Há dezenas de idiomas que dispõem de pelos menos um autor
ou obra que mereceria inclusão
no que o crítico americano Harold Bloom chamou de "o cânone
ocidental". Os noruegueses têm
Ibsen, os suecos Strindberg, os dinamarqueses Andersen, os fin-
landeses sua epopéia nacional, o
"Kalevala". Entre os menos conhecidos vale lembrar: "Pan Tadeusz", do polonês Adam Mickiewicz, "A Grinalda da Montanha", do montenegrino Petar Petrovic Njegos, "A Tragédia do Homem", do Húngaro Imre Madách, "A Atlântida", do catalão
Jacint Verdaguer, "Maio", do
tcheco Karel Hynek Macha, a lírica do ucraniano Tarás Shevtchenko, as baladas populares sérvias sobre a batalha de Kossovo
em 1389. Não obstante mal terem
cruzado as fronteiras dos países
de origem, esses autores e/ou textos se acham no âmago de suas
respectivas consciências nacionais.
Desde o final do século 18, o Ocidente vem também aprendendo a
apreciar a literatura oriental: as
imensas epopéias da Índia clássica, "O Dito de Genji" que, escrito
há um milênio no Japão, por Murasaki Shikibu, muitos consideram o primeiro romance de verdade, os poetas das dinastias chinesas Tang e Sung. Bem ou mal
traduzidos, todos já chegaram às
principais línguas européias.
Alguns povos argumentarão
que, mais do que uma obra-prima aqui e ali, o que conta é uma
longa tradição literária. Se for este o caso, o inglês, no qual não há,
desde os primórdios da Idade Média, praticamente um período
que tenha deixado de oferecer algo valioso, bateria seus rivais. O
segundo lugar caberia ao espanhol. Isso, bem entendido, na extremidade ocidental da Eurásia,
uma vez que, no seu extremo
oposto, chineses e japoneses reivindicariam méritos similares.

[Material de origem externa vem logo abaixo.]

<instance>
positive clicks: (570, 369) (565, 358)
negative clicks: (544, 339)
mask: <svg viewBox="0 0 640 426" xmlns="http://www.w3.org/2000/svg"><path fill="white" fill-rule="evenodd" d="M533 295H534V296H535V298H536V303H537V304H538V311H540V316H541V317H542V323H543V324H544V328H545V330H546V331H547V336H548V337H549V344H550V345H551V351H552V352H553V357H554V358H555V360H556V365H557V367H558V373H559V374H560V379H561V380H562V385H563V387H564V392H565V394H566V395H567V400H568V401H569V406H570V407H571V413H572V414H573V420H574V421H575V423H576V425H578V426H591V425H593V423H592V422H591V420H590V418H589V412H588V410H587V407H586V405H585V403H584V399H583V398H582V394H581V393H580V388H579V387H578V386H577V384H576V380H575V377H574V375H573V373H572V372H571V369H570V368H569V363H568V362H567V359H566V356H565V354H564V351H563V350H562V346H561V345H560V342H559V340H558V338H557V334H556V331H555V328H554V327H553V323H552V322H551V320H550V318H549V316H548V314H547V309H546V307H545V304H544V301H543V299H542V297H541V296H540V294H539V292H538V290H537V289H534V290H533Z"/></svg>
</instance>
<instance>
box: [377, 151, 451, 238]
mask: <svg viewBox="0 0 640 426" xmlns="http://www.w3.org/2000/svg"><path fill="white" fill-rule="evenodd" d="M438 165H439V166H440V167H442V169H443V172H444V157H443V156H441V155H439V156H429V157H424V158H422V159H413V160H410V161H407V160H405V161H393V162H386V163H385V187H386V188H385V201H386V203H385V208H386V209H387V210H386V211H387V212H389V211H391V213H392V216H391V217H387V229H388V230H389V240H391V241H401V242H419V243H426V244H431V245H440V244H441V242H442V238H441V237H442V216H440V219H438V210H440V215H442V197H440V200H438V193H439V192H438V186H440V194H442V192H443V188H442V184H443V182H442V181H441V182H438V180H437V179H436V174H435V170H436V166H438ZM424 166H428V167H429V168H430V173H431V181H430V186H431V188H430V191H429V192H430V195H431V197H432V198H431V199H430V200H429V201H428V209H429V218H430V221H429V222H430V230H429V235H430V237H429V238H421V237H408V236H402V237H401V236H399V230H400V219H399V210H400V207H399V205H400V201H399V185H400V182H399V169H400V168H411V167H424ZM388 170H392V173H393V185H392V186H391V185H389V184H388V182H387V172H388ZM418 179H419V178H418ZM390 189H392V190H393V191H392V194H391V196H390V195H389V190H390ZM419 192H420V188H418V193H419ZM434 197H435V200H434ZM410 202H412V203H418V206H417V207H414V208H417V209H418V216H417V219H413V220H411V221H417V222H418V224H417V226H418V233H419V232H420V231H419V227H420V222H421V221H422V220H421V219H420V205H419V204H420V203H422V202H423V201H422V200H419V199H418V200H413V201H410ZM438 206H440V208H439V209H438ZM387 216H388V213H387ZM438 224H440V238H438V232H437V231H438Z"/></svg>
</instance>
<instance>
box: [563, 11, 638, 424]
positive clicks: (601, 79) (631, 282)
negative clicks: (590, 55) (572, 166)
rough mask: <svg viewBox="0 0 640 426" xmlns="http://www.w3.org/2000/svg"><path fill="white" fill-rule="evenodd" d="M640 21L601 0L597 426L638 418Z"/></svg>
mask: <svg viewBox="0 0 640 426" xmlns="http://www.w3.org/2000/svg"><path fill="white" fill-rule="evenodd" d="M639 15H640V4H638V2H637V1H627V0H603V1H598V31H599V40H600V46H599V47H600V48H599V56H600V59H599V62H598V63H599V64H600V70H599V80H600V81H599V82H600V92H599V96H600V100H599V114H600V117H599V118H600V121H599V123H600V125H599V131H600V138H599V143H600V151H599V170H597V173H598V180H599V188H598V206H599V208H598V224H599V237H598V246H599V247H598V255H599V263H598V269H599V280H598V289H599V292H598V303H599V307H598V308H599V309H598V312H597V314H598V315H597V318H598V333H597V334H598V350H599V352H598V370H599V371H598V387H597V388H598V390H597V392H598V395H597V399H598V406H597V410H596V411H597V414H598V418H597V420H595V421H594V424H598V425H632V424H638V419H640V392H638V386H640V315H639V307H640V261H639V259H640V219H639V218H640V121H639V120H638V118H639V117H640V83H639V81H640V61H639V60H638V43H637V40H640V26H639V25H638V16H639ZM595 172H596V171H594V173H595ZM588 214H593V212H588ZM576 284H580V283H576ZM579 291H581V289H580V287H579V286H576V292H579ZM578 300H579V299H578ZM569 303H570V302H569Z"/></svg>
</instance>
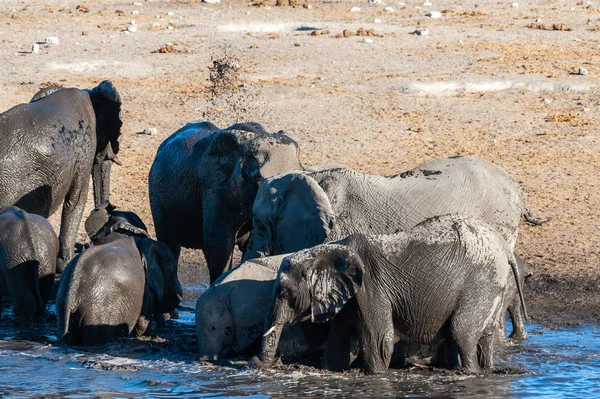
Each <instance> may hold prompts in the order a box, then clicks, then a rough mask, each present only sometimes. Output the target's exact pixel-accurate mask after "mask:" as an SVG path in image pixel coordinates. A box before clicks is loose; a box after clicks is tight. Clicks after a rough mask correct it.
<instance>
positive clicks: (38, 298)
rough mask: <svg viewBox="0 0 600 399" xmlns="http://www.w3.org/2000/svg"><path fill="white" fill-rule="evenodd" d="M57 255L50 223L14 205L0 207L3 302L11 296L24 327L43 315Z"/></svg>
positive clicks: (28, 326)
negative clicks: (8, 206) (35, 319)
mask: <svg viewBox="0 0 600 399" xmlns="http://www.w3.org/2000/svg"><path fill="white" fill-rule="evenodd" d="M57 255H58V238H57V237H56V233H55V232H54V229H53V228H52V225H50V222H48V221H47V220H46V219H45V218H43V217H42V216H39V215H34V214H32V213H27V212H25V211H24V210H22V209H19V208H17V207H15V206H10V207H5V208H0V303H1V299H2V297H3V296H5V297H6V296H7V297H9V298H10V300H11V302H12V304H13V306H14V309H15V314H16V315H17V316H18V318H19V322H20V324H21V328H28V327H30V326H31V325H32V323H33V319H34V316H43V315H44V312H45V309H46V304H47V303H48V298H49V297H50V292H51V291H52V284H53V282H54V272H55V270H56V257H57ZM1 313H2V308H1V307H0V316H1Z"/></svg>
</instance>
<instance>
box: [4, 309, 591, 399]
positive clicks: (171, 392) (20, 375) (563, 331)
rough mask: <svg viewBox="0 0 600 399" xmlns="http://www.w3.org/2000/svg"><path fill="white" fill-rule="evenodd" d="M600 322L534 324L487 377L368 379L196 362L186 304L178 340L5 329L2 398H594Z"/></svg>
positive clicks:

No entanto, talvez não haja
uma conexão imediata entre a
qualidade de um idioma e o de
sua literatura. Afinal, não pouco
da reputação de Dante, Camões,
Shakespeare, Goethe e Púchkin
advém de terem transformado,
graças a sua genialidade, línguas
"subdesenvolvidas" em instrumentos eficazes para a criação de
alta cultura. Talvez sejam o italiano, português, inglês, alemão e
russo que estão em dívida com
seus monstros sagrados, não o
contrário. Então a grandeza literária de tal ou qual povo resultaria menos das qualidades intrínsecas de sua língua do que da história e do acaso. Como explicar
de maneira diferente que, enquanto a opulenta Holanda, tão
talentosa nas artes plásticas, não
nos legou, em séculos, um poeta
de primeira, a Grécia moderna,
um país pobre e atrasado, produziu Kaváfis, Séferis, Ritsos e Elytis?
É, sem dúvida, proveitoso trabalhar no âmbito de uma tradição menos cultivada: quem o faça
não precisa se preocupar com mil
anos acumulados de concorrência pesando-lhe nas costas, sua
margem de liberdade é mais ampla e nada o impede de pilhar à
vontade tradições diversas, porque, com sorte, será considerado o
introdutor desse ou daquele recurso (digamos, o soneto ou o romance moderno) em seu país. Ismail Kadaré, mesmo se deixarmos de lado suas virtudes, beneficia-se de ter se tornado o primeiro
albanês internacionalmente conhecido.
Os lingüistas profissionais decerto sorrirão desdenhosos diante
da ingenuidade das indagações
acima. Qualquer língua, segundo
eles, é tão complexa, a seu modo,
quanto a seguinte e, se não idênticas em seus infinitos detalhes, todas, em última instância, se equivalem. A longo prazo, não há o
que discutir com eles. Publicam-se hoje, em idiomas cujos falantes
viviam duas ou três gerações
atrás em sociedades paleolíticas,
manuais de computação. Tradutores empenhados transpuseram
com sucesso "As Flores do Mal"
de Baudelaire para línguas que,
no século 19, eram apenas "dialetos camponeses" ou que só principiaram a ser escritas no século 20.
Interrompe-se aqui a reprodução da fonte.